The second story is about how I came to believe that I was destined to be a songwriter. I was a university student and I was involved in my first relationship and it was serious and we were like best friends also. Her grandma had been sick for months and every other weekend she'd be going home to say the last goodbye, but grandma kept holding on. There was a bitter sweetness to it though as she was clearly in pain and ready to go. After this had been going on for months, one day she really really thought it was over and when she came back she was so upset and we watched a comedy film to try to cheer up and it worked a bit. Then when I was in the kitchen I played a few notes on the guitar and I felt like a spirit was in the music. It was just a small melody but it was clear. So I called my girlfriend and played the melody and she immediately said, "It's my Gran." So we spent the whole night writing a song. It was my first time to write a song with someone and there was a magic to it. My girlfriend was able to express all the things she needed to and it was a kind of catharsis. It was called I never thought it would be so hard to say.
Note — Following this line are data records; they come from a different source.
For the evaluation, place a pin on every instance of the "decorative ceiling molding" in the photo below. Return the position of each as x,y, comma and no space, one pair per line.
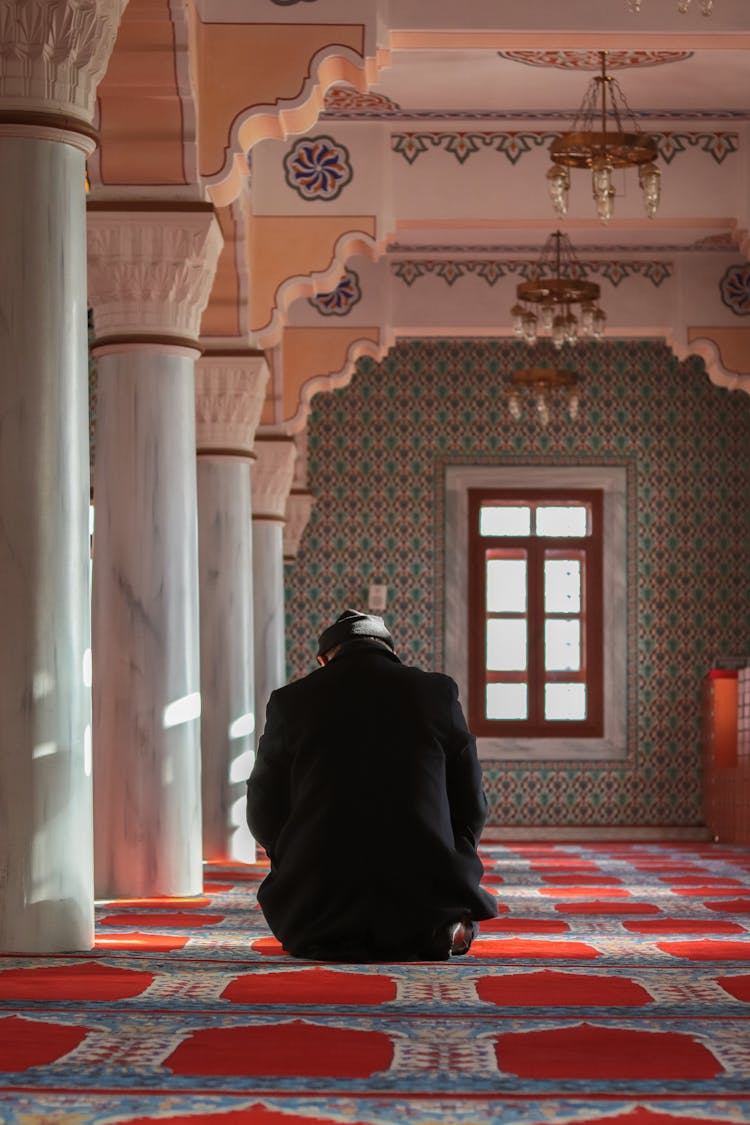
590,60
532,115
345,100
712,242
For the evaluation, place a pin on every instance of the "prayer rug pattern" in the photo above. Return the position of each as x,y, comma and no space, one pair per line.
613,987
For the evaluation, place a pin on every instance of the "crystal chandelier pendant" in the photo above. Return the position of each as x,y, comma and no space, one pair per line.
559,185
605,136
650,179
542,407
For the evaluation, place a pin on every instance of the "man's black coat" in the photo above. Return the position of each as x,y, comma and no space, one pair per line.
367,797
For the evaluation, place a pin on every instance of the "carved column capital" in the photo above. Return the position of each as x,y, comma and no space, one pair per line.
52,57
229,396
299,509
151,271
272,475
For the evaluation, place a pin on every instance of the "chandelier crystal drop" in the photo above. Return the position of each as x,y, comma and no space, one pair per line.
545,300
599,141
542,385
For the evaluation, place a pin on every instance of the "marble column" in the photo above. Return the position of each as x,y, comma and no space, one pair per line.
229,394
48,75
150,276
273,473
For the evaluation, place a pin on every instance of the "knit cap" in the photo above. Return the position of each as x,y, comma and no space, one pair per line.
351,624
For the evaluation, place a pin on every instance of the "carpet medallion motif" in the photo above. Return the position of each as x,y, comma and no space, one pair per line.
613,987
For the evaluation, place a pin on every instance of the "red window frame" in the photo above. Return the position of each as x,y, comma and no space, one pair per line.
535,548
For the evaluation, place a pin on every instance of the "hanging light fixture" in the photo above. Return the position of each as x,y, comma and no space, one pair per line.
541,384
544,302
590,144
683,6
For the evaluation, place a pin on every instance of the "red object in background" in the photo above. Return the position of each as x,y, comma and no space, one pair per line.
552,988
721,792
89,980
310,986
27,1043
602,1053
707,951
175,919
258,1114
529,947
295,1049
133,942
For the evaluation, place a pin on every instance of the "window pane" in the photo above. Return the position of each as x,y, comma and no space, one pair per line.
561,645
565,701
562,585
506,645
507,701
562,520
506,585
504,520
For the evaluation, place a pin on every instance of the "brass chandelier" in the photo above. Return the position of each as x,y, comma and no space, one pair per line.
594,145
544,302
542,383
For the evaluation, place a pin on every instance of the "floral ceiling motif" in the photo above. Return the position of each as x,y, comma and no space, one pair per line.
590,60
317,168
734,288
340,300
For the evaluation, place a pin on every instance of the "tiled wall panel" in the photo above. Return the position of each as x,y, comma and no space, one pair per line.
376,455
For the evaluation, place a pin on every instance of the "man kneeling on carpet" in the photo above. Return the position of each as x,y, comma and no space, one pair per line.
367,797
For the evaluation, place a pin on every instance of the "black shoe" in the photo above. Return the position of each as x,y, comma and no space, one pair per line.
462,934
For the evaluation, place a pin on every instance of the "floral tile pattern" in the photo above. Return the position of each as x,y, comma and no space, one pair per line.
377,451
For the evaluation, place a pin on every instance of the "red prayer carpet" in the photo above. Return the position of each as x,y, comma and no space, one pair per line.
612,989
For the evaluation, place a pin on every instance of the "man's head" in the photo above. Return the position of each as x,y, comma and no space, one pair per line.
352,626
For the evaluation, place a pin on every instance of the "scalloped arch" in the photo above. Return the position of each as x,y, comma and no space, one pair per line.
328,66
334,381
710,353
304,286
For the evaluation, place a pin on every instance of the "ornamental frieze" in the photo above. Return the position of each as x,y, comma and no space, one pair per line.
449,270
513,145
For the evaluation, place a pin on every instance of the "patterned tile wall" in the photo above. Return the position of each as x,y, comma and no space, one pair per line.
377,449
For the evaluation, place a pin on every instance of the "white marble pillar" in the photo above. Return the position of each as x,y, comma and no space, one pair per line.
150,277
229,394
273,473
48,75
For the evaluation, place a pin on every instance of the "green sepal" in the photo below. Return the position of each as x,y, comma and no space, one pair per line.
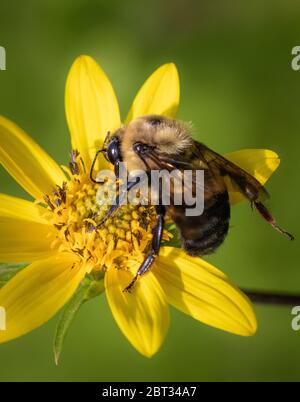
87,290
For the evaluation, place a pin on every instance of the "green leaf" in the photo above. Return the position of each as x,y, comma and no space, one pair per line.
8,271
88,289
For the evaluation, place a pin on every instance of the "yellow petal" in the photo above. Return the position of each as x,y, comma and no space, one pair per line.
143,314
91,107
160,94
26,161
197,288
260,163
36,293
23,230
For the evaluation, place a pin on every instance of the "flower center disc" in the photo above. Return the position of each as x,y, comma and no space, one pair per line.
122,241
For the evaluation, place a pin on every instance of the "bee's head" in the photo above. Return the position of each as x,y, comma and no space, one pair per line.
153,134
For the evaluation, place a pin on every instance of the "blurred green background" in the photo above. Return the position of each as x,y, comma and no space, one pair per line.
239,90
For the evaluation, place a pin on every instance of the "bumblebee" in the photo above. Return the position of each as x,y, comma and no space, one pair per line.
155,143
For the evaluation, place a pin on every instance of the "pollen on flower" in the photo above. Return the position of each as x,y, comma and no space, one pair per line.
121,242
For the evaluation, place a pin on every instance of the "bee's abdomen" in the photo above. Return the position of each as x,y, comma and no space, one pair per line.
203,234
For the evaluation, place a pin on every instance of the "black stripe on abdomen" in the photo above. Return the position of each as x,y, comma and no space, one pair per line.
202,235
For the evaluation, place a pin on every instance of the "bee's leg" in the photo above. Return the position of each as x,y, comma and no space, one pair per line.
155,246
120,198
93,166
269,218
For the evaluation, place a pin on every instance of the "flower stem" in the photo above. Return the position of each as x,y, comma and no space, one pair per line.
273,298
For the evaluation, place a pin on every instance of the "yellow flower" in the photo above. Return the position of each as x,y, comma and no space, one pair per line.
52,230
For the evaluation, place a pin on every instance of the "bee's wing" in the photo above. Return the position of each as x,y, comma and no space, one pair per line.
251,188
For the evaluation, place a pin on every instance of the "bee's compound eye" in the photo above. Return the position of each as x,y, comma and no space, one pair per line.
113,151
155,121
140,148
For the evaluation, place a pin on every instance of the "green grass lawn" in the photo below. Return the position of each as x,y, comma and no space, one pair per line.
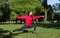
43,31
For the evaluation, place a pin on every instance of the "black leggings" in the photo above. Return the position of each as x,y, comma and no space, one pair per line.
24,27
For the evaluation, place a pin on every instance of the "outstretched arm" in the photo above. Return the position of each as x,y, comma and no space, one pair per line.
37,17
20,17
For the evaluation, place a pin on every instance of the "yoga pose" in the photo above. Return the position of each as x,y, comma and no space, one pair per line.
28,22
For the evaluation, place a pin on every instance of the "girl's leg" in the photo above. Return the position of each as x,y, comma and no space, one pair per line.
34,25
20,29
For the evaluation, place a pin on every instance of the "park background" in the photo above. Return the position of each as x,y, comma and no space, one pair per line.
47,27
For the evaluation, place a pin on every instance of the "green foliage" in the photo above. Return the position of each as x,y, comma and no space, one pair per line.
12,15
24,5
1,15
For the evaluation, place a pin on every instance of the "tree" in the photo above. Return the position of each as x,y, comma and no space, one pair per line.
24,5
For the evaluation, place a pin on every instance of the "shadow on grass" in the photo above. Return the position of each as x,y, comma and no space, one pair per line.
25,31
51,25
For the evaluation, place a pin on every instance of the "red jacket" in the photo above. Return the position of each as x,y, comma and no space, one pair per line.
28,19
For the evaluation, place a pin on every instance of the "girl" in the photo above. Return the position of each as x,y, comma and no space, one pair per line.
28,22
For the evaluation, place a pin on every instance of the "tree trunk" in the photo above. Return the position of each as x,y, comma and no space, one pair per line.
45,18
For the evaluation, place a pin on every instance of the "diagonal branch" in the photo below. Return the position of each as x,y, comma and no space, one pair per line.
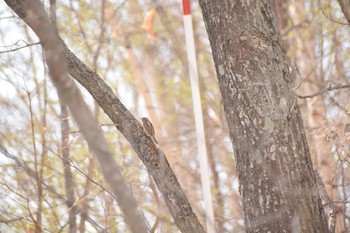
321,92
153,158
34,14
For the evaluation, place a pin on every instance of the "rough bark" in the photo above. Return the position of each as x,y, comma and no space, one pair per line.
34,14
277,182
153,158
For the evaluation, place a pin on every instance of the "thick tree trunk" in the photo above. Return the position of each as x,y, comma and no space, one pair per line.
277,183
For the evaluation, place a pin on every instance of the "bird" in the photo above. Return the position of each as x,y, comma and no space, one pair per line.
147,125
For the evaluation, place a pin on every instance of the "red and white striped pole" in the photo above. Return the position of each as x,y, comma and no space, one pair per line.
197,107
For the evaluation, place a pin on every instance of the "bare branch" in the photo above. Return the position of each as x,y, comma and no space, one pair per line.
18,48
329,88
34,14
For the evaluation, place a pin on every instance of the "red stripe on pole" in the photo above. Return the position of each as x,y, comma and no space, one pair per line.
186,7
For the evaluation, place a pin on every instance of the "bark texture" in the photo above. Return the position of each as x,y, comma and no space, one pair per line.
277,182
153,158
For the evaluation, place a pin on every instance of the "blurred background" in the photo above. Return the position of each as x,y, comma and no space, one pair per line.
138,48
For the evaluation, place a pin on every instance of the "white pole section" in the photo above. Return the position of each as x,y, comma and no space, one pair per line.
198,116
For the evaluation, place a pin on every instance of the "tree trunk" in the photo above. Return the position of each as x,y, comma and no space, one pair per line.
277,183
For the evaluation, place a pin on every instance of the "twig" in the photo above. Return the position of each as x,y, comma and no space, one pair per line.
24,46
329,88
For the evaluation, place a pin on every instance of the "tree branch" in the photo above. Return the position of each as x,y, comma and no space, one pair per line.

It was 6am and we'd just slept for a few hours when we received a phone call to say that her gran had passed over peacefully during the night. It had happened as we were writing the song. That moment made me feel there was more to all this songwriting stuff than mere words and music. There were spirits within songs. We had experienced it.
Two years ago then, while on tour in France at staying it the house of our booking agent TiB, I wrote Riverside to Pray and there was a similar thing. I'm not sure where the melody or refrain came from, but I know that I'd been thinking a lot about manifestation and my feeling was that we need to visualise the future we want in order to create it. If all the movies and books speak of this future where AI takes over and humans destroy the planet, then that's what we'll be thinking of, and that's what we will manifest. But if we can collectively visualise a harmonious future then, we can manifest that. But we need to see it first. See the future you want - that's the message of the song.
Visualise the future
See it clearly in your mind
One that's good for all of nature
Which includes humankind
Give thanks for today
Thanks for tomorrow
Thanks in your joy
And thanks in your sorrow
Hey, what do you say that we go down to the riverside to pray
Also, I'm not connected to any religion, but I still believe in prayer, magic and all kinds of stuff. This is a song to say that even if you have a religion or not, let's go down to the riverside to pray.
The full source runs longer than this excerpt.